Nin woke to an odd sound. At first, as he was roused awake, he thought the deafening noise was some kind of oncoming storm or hurricane. But as his senses came flooding back to him, he recognized the sound to be the beating of wings—hundreds, perhaps thousand of them!
In his mind he imagined a great centipede, where, in place of legs, upon each stump beat a pair of mighty, calamitous wings.
But what he found was a great flock of birds, birds of every kind—great bold eagles, yellow canneries, tiny finches, blackbirds, ancient crows and ravens. They flew together in one great mass, so thick and dense that from a distance they looked like a dark storm cloud upon the horizon.
Nin hopped and ran along until he was directly astride the great procession. He spotted a small group flying lower than the rest, their wing-tips barely grazing the tops of the mountain pine. “What news?” he called in the language of birds.
Heeding his call, the group broke off from the cavalcade and swooped down towards him. “A general armistice has been called,” explained a lone dove.
A mangy vulture landed beside Nin. “Today all birds are of one heart and one mind. Soon the world will be darker place,” he said. “We are gathering to mourn. The great hope of all birds is on his deathbed.”
“Who?” asked Nin.
“The Soaring Sage.”
Nin was shaken. “Take me to him at once,” he said, “for I am his friend.”
The vulture nodded, then wrapped his talons around the prince of rabbits. His clutch was tight yet gentle, and with one mighty flap of his wings he took to flight, Nin cradled safely in his claws.
Nin was afraid at first, but only at first. It took him a moment to acclimate to the feeling, but as they flew, as the wind whipped his ears and tickled his whiskers, as he stared down at the earth passing by as a blur, as the vertigo spun behind his eyes, Nin thought, “So this is why no mountain can satisfy.” It was a simple pure experience.
It was divorced from the ego of effort, the usual ego of a mountain climber, the expectations and rewards of a struggle.
They flew on. Over cities and steppes, up and up, until they came at last to a plateau resting just beneath the clouds.
Here the procession landed and assembled. The bluebird was resting; it was clear from his demeanour that his time was short. He spoke softly to his friends, thanked them for coming, advised them to remain on their paths and to spread goodwill wheresoever they might roam.

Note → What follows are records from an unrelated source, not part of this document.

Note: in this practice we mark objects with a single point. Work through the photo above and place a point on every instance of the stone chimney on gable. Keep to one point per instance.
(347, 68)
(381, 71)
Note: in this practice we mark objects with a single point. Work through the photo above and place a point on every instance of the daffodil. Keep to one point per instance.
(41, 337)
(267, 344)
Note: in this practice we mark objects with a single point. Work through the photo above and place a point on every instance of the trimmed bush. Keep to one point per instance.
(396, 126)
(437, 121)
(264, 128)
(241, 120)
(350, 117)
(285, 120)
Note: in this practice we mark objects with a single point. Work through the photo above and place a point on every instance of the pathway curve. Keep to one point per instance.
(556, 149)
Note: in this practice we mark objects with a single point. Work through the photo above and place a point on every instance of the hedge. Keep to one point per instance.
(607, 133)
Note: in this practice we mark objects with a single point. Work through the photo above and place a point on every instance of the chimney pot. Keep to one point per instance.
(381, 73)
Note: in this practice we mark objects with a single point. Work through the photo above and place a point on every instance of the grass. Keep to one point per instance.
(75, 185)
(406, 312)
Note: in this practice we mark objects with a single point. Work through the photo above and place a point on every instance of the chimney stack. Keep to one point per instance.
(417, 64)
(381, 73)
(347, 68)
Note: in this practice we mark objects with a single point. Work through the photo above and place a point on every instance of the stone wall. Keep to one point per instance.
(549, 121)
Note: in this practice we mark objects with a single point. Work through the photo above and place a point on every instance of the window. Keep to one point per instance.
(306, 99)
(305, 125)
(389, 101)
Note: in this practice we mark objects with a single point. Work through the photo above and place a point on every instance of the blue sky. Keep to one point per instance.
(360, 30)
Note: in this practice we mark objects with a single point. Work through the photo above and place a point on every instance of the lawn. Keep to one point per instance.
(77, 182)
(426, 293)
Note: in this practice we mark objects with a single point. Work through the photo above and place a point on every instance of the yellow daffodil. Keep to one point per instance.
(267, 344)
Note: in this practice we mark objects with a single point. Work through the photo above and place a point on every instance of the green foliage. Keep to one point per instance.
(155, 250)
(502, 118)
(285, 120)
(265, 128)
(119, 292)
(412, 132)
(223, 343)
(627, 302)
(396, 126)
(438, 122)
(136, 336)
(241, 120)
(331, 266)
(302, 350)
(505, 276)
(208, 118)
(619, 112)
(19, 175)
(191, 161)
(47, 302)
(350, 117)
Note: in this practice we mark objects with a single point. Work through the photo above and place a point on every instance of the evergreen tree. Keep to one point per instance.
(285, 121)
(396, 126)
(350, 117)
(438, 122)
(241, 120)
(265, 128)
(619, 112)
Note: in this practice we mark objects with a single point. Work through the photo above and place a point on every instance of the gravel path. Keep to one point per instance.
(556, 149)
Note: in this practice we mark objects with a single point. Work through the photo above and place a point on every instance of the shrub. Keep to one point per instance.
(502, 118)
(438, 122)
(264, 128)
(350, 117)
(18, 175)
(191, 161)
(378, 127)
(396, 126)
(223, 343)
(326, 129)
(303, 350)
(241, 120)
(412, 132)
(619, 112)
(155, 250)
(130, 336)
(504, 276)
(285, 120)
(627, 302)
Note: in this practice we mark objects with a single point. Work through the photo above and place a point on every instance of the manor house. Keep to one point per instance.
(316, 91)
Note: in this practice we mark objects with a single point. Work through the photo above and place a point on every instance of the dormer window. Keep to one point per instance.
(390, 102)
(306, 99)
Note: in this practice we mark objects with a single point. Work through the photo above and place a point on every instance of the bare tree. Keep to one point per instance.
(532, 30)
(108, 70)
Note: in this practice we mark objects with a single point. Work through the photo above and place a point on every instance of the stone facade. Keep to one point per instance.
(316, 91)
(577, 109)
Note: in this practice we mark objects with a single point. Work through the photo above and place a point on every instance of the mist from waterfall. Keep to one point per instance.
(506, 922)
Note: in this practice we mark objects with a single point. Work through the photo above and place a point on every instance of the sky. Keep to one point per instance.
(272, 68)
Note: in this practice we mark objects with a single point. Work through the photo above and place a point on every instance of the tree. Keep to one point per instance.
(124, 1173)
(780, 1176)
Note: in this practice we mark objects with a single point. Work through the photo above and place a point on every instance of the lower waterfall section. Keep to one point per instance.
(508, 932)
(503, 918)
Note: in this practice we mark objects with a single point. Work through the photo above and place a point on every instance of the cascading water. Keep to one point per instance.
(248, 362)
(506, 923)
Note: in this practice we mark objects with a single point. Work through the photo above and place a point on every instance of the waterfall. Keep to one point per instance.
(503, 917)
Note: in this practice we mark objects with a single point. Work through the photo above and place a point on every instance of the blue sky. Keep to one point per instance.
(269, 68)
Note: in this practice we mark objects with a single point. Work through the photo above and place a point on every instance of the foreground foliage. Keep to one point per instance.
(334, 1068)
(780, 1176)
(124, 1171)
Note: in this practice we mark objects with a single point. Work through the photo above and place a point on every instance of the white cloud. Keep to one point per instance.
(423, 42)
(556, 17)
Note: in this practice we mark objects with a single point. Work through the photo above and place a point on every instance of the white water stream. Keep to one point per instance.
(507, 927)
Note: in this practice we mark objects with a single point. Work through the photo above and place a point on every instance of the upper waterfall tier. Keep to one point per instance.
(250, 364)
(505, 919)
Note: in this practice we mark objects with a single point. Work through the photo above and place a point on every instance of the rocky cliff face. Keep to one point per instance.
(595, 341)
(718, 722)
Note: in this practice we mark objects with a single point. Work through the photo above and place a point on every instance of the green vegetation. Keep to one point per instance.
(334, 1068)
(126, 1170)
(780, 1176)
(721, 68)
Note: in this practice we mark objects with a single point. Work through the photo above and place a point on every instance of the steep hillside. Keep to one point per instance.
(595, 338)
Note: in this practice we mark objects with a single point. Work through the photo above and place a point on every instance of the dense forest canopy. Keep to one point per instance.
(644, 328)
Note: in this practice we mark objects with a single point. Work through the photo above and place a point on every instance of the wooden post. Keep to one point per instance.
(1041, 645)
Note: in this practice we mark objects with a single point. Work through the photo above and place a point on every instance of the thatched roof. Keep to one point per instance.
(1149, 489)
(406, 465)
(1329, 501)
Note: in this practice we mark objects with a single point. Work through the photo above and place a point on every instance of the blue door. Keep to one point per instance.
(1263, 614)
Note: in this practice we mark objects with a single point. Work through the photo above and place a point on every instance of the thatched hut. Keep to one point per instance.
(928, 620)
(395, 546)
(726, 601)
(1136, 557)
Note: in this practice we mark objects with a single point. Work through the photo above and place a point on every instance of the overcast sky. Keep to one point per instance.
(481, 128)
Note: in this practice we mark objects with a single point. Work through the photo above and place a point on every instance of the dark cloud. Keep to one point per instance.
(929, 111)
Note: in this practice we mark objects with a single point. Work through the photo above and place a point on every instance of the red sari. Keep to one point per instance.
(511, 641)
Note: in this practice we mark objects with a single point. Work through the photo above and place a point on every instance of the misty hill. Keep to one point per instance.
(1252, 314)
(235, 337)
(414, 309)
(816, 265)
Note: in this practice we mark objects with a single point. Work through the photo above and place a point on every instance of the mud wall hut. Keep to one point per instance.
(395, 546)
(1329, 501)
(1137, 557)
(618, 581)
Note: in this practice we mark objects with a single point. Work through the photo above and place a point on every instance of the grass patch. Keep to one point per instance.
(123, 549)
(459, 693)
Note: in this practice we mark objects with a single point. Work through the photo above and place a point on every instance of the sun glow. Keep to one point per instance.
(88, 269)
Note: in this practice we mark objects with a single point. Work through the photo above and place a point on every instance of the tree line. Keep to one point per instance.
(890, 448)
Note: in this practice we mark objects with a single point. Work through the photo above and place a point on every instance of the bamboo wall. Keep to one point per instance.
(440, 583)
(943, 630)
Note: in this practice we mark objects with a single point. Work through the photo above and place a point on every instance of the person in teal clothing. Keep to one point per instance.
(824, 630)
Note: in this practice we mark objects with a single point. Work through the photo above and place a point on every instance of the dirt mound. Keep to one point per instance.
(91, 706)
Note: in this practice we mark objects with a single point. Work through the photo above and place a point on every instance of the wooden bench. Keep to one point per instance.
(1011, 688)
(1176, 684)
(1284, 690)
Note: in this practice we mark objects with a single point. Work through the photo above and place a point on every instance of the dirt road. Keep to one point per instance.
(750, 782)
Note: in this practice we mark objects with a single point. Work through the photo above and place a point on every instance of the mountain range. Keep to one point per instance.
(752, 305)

And then the bluebird sang his death-hymn:
Soon this body will change
It will be split into ten thousand pieces,
and those pieces will be scattered
in ten-thousand directions
What new sunrises will these particles see,
these things that are not ‘I’?
There was a brief silence and a long pause, and then the bluebird was dead. His body was given a traditional sky burial so no part could be enshrined or venerated.
“His spirit will live on in poetry and in song,” declared the officiator. “If you wish to pay your respects, I ask that each of you gathered here today compose a short verse. Spread that song with you as you travel. In this way his wisdom shall live forever.”